Wednesday, April 23, 2008

A Texas-Sized Problem

Some of you may have heard about the garbage patch of the Pacific ocean discovered recently by scientists examining water quality between California and Japan. Its an astounding story of the actual imprint we are leaving on our world and how its coming back to haunt us in more ways then one.

Some folks over at, as part of their Toxic Series, took a 3-week trip with scientists studying the garbage patch and have a brilliant video series documenting their experience.

Here is a part 9 of 12:

"I'm bummed," says Meredith Danluck of VBS TV, "I mean we are in the middle of nowhere, you know, maybe no one has ever been in this spot. And its filled with our trash...we've really screwed up and are all going to hell."

Kudos to Thomas Morton and his crew for this incredible peek into an unknown but devastating problem in the Pacific.
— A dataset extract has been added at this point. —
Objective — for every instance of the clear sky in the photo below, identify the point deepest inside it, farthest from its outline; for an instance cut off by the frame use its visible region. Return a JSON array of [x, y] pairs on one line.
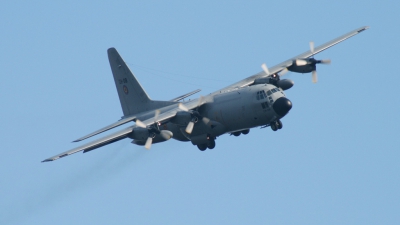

Its not heavy on science and instead shows, from a typical American perspective, the impacts on each individual as they deal with the what they're seeing. "There is definitely a shift in understanding going on for the people on this boat..."

"Basically, we've consigned ourselves to eating our own shit. We've been tossing out plastic for years and its come back to bite us back in the ass already."

What's incredible about this video series is that it unearths a deeper problem in our society concerning not just how we dispose of waste but the real threat of unchecked production of plastics and those effects on our health. I am continually amazed at how little connection is drawn between cancers and other illnesses and the environmental devastation going on worldwide. Morton and VBS make a pretty air-tight argument for why we need to rethink the entire system before it really is too late.

Also, VBS has a similar series on the Tar Sands of Alberta that is incredibly well done. My former organization, Rainforest Action Network, has been working on this issue for over two years now. Check it out.

Oh, and the soundtrack with indie band Brighton, MA is ideal for the mood of the film.

1 comment:

b.mcbride said...

I just watched the series, stunningly sobering. It is hard to imagine that anyone watching it wouldn't feel compelled to alter plastic consumption habits.